В доме нашем, когда в него той ночью попала бомба и все квартиры вплоть до второго этажа сгорели, жило двенадцать семей. Точнее говоря: девять семей, два холостяка и одна вдова. Жили мы все в этом доме довольно давно и уже неплохо друг друга знали: встречались ведь не только на лестнице, на заднем дворе и в общей прачечной, но и в магазине, и в табачной лавочке, и в кабачке, что прямо через улицу, и в церкви по воскресеньям, а в последнее время, ясное дело, и в бомбоубежище. Вот уже лет десять никто из дома не выезжал и никто в него не вселялся, квартиранты, правда, у вдовы Зигель и у Ковальских время от времени менялись, но квартиранты не в счет. У вдовы тогда как раз вермахтовский чиновник жил и еще студент-медик — демобилизованный инвалид, а у Ковальских ютилась беженка, что кормилась вязанием на машинке, муж ее был на фронте, а дом разбомбили раньше нашего. За эти десять лет в доме два человека умерли, трое родились да один раз сыграли свадьбу — вот и все чрезвычайные события. Словом, тихий, спокойный был дом, заселенный солидными, основательными квартиросъемщиками.
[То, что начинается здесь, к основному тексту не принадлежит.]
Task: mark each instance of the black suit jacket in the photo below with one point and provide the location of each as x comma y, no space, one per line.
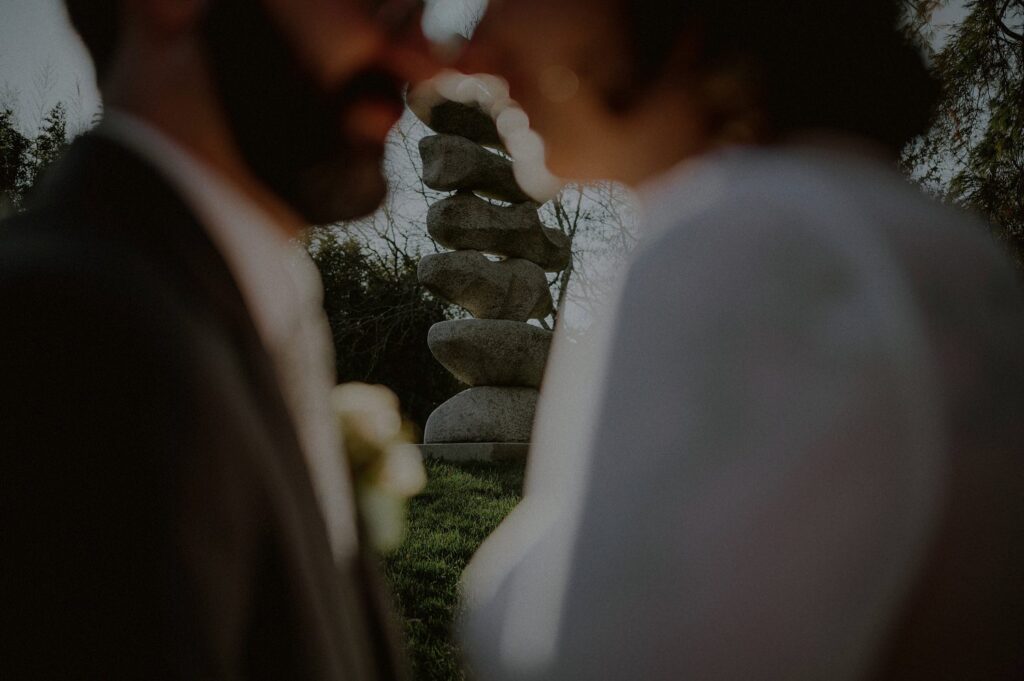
158,519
И тем не менее, хотя никто из обитателей не прятал у себя евреев и не жил в незаконном браке, хотя не было среди жильцов ни танцовщицы варьете, ни депутата рейхстага, да что там — даже пьяницы или на худой конец истерички, — тем не менее все в доме постоянно что-то выведывали и вынюхивали, потихоньку о чем-то сплетничали и судачили. И, пожалуй, одна только фройляйн Клара решительно ничьего любопытства никогда всерьез не возбуждала.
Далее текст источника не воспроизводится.